Au lieu d'affronter un ennemi mégalomane et assoiffé de pouvoir ayant ses racines à l'Est (Blofeld, pour ne pas le citer), Bond s'en va cette fois déjouer les plans d'un gros bonhomme cupide à l'Ouest contaminé par la fièvre de l'or. Cark Barks avait lui déjà créé Balthazar Picsou dans les studios Disney en 1947 ! Au lieu de vouloir s'en prendre à Fort Knox comme un vulgaire braqueur de banque, il prévoit de rendre l'or qui s'y trouve radioactif et donc inutilisable pour que le paquet d'or qu'il détient déjà monte en valeur. Il faut se rappeler que le dollar était à l'époque indexé sur l'or avant qu'il ne devienne la valeur « flottante » de référence dans le monde lors de la crise pétrolière de 1973. Fort Knox était donc vu alors comme la Mecque des jeunes loups des trentes glorieuses (1945 – 1973). Pour incarner ce grippe-sou démiurge, l'allemand Gert Fröbe n'aurait pas pu être mieux choisi. Moins psychorigide que le Dr No ou Rosa Klebb, moins dérangé que Zorin (Dangereusement vôtre) ou Silva (Skyfall), moins sadique que Sanchez (Permis de tuer), c'est un bon vivant jovial pour lequel tous les moyens sont bons pour s'enrichir.
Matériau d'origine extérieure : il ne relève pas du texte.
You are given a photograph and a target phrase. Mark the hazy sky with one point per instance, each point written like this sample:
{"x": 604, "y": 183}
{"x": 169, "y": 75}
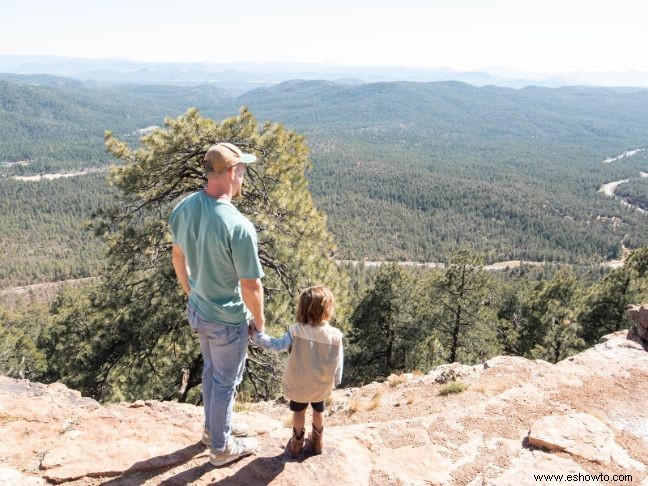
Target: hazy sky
{"x": 538, "y": 36}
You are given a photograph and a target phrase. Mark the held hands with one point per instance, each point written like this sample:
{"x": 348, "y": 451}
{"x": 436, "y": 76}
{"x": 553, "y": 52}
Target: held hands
{"x": 254, "y": 326}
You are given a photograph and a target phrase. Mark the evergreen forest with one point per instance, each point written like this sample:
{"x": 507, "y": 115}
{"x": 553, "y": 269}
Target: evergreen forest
{"x": 437, "y": 172}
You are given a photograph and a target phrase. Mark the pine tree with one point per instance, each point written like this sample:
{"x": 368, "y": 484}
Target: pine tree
{"x": 465, "y": 318}
{"x": 380, "y": 335}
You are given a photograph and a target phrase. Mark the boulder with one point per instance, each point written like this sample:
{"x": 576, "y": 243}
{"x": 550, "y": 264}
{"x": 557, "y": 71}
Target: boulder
{"x": 639, "y": 316}
{"x": 581, "y": 435}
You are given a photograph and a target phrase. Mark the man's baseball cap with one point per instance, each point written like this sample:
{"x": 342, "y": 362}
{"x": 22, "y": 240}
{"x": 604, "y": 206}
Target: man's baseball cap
{"x": 224, "y": 155}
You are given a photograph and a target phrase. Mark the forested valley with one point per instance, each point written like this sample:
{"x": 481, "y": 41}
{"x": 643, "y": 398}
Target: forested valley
{"x": 440, "y": 172}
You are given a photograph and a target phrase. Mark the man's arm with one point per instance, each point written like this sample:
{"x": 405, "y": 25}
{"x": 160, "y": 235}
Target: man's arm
{"x": 252, "y": 293}
{"x": 180, "y": 267}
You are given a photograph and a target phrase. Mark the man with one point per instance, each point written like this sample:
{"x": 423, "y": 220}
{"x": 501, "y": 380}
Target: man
{"x": 216, "y": 260}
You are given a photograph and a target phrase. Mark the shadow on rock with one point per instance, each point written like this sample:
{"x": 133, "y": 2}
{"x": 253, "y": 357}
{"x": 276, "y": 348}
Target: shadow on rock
{"x": 259, "y": 471}
{"x": 159, "y": 463}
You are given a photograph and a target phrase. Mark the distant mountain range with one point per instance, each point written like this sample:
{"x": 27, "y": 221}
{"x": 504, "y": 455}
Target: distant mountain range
{"x": 238, "y": 78}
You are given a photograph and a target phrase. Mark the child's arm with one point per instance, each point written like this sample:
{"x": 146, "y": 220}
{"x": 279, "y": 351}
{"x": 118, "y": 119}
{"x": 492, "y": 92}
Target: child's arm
{"x": 273, "y": 344}
{"x": 338, "y": 371}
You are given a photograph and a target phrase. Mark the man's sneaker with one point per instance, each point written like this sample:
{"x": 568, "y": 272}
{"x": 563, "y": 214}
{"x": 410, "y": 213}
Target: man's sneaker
{"x": 238, "y": 430}
{"x": 235, "y": 448}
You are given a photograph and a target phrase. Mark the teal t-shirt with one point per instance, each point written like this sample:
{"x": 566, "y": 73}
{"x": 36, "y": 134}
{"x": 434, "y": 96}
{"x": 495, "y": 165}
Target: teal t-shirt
{"x": 220, "y": 248}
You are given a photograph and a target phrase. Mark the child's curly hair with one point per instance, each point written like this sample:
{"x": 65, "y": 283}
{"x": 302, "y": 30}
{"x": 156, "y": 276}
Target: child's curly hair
{"x": 316, "y": 305}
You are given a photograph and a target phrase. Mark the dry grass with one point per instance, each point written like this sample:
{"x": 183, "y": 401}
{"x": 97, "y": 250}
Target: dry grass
{"x": 452, "y": 388}
{"x": 395, "y": 380}
{"x": 354, "y": 406}
{"x": 492, "y": 390}
{"x": 240, "y": 407}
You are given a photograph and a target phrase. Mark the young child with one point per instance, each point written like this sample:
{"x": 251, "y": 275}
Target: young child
{"x": 314, "y": 364}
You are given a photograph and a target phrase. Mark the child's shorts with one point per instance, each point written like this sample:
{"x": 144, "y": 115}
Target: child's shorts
{"x": 298, "y": 406}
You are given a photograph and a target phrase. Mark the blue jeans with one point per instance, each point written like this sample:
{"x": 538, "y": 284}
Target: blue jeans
{"x": 224, "y": 350}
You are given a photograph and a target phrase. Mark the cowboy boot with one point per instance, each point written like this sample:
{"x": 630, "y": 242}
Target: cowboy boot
{"x": 296, "y": 443}
{"x": 315, "y": 440}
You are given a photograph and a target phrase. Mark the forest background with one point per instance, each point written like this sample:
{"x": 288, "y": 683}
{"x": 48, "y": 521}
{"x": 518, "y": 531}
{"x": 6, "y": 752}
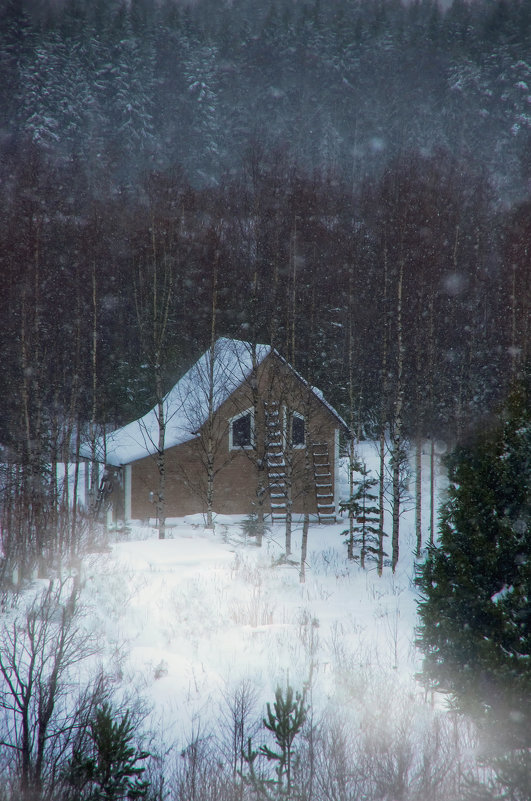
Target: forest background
{"x": 346, "y": 181}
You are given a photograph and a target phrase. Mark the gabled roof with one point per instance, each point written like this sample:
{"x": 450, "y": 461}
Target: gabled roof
{"x": 186, "y": 405}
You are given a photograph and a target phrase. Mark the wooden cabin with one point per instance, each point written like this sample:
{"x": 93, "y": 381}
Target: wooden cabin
{"x": 244, "y": 418}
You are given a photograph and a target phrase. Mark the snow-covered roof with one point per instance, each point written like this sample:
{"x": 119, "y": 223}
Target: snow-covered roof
{"x": 186, "y": 406}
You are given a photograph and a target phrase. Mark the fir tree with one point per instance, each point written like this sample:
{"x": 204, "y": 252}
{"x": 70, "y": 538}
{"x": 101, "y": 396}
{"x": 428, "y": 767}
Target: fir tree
{"x": 364, "y": 515}
{"x": 110, "y": 769}
{"x": 475, "y": 608}
{"x": 284, "y": 720}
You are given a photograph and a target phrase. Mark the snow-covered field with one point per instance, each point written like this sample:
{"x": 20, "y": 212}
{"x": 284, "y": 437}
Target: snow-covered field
{"x": 184, "y": 621}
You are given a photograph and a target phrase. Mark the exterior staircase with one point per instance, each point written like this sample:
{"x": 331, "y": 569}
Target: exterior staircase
{"x": 276, "y": 463}
{"x": 323, "y": 483}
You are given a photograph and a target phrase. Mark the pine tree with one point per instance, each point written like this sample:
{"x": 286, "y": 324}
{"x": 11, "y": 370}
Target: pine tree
{"x": 111, "y": 770}
{"x": 476, "y": 606}
{"x": 284, "y": 720}
{"x": 364, "y": 514}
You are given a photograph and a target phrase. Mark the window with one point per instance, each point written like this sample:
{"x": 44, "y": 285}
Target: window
{"x": 294, "y": 429}
{"x": 297, "y": 431}
{"x": 241, "y": 431}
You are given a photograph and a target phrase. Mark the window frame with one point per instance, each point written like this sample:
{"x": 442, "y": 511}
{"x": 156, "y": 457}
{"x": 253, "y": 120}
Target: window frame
{"x": 232, "y": 446}
{"x": 291, "y": 445}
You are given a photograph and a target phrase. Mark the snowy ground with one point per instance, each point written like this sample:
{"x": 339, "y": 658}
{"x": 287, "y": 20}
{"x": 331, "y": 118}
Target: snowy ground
{"x": 184, "y": 621}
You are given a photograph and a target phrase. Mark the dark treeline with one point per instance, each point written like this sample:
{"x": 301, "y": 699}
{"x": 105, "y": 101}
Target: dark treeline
{"x": 416, "y": 271}
{"x": 126, "y": 86}
{"x": 326, "y": 179}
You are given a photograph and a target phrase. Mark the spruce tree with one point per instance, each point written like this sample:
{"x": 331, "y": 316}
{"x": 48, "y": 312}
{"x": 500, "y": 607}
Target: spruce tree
{"x": 364, "y": 516}
{"x": 475, "y": 608}
{"x": 109, "y": 769}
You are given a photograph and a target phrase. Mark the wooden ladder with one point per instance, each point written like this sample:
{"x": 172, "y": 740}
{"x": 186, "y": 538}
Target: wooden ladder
{"x": 276, "y": 463}
{"x": 326, "y": 510}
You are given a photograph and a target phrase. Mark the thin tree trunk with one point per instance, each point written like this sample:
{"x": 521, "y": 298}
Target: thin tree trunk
{"x": 432, "y": 491}
{"x": 210, "y": 432}
{"x": 383, "y": 416}
{"x": 397, "y": 424}
{"x": 418, "y": 495}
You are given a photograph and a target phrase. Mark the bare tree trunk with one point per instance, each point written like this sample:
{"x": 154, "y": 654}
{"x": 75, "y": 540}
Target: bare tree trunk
{"x": 432, "y": 491}
{"x": 383, "y": 420}
{"x": 418, "y": 495}
{"x": 210, "y": 424}
{"x": 306, "y": 494}
{"x": 161, "y": 465}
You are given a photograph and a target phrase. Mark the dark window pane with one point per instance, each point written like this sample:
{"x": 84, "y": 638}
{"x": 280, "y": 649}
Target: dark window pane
{"x": 297, "y": 431}
{"x": 241, "y": 431}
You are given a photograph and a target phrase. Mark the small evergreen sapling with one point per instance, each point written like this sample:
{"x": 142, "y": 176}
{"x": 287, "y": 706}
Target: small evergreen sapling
{"x": 284, "y": 720}
{"x": 109, "y": 770}
{"x": 364, "y": 515}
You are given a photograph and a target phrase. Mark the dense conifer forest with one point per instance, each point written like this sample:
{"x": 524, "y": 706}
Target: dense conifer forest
{"x": 346, "y": 181}
{"x": 350, "y": 182}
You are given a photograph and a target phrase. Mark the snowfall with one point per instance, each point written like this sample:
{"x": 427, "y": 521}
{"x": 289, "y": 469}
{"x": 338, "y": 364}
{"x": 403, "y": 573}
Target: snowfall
{"x": 182, "y": 622}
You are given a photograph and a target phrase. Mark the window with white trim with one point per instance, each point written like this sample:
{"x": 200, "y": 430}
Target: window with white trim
{"x": 241, "y": 430}
{"x": 295, "y": 426}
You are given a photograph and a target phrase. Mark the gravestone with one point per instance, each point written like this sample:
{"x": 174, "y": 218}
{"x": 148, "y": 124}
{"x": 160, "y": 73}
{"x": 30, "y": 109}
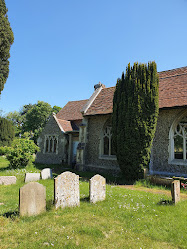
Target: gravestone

Il accepte mal la défaîte, comme dans le jeu de golf avec Bond où le trafic de balles va bon train. Par contre, il aime discutailler avec son adversaire, ce qui rythme le film. Il fait équipe avec la classieuse Pussy Galore (Honor Blackman, débarquée de Chapeau melon et bottes de cuir), chef d'un bataillon de blondes. Son prénom signifie en anglais « chattes à gogo ». Ah, ce Fleming !
Aucune fausse note dans le film, qui est classe de bout en bout, avec des scènes cultes qui sont entrées dans la culture populaire depuis lors. De la chanson culte du générique avec les fameux cuivres d'ouverture au cadavre recouvert d'or de la belle Jill Masterton (Shirley Eaton). Les mots d'esprits et les répliques qui tuent foisonnent également tout au long du film. On retiendra d'ailleurs la première occurence du fameux «vodka martini, au shaker et pas à la cuiller ». Goldfinger représente la quintessence du Bond classique à ne louper sous aucun prétexte.